People should know intrinsically that there is a right and there is a wrong, yet it seems to be a foreign concept to so many these days. Or, they are just choosing to ignore it. 

As New York City begins 2023, crime is still soaring over 2022 levels. Robberies and burglaries rose 9.4% and 5.5%, respectively, for an overall 3.4% increase in 2023 year-to-date major crimes, according to NYPD statistics. 

A major factor behind these rising numbers has to be laid at the feet of leaders across the country who support bail reform laws that keep these criminals on the streets. New York’s disastrous 2019 bail reform law generally prohibits judges from setting bail in cases involving nonviolent felonies and misdemeanors such as shoplifting. 

Recidivism has been cited by many law enforcement officials for the soaring crime statistics. 

“We have about 1,600 people in this city that are recidivists,” New York Mayor Eric Adams said last month. “They are dangerous, they are continually committing crimes … and we must zero in on them to send the right message that our criminal justice system is going to handle them accordingly.” 

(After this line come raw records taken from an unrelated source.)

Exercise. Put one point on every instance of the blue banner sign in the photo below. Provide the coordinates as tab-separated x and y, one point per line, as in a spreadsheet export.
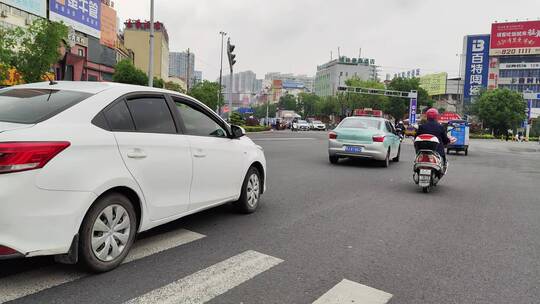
83	15
476	65
36	7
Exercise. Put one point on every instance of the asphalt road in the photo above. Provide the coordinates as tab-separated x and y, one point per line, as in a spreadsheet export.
474	239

According to an NYPD official’s statement last month, 327 thieves accounted for 30% of the Big Apple’s 22,000 shoplifting arrests last year. 

Another statistic shows these alleged recidivists have been arrested more than 6,600 times — an average of more than 20 times each. Since none of these offenders were held for their crimes and were released with no bail, the court system allowed them to continue their crime wave. 

The quality of life in many large cities is suffering greatly, with many areas of those cities seeing local pharmacies and food stores closing because of rampant shoplifting. 

What are the ramifications for people when they now have to travel longer distances to get the medical prescriptions they need on a daily basis? How productive can your day be if you need the one clerk in the store to unlock most of the products you need? 

If elected officials are waiting for the pendulum to magically swing back where people adhere to moral standards, abide by the laws of the land, and value life, they may be twiddling their thumbs for a very long time.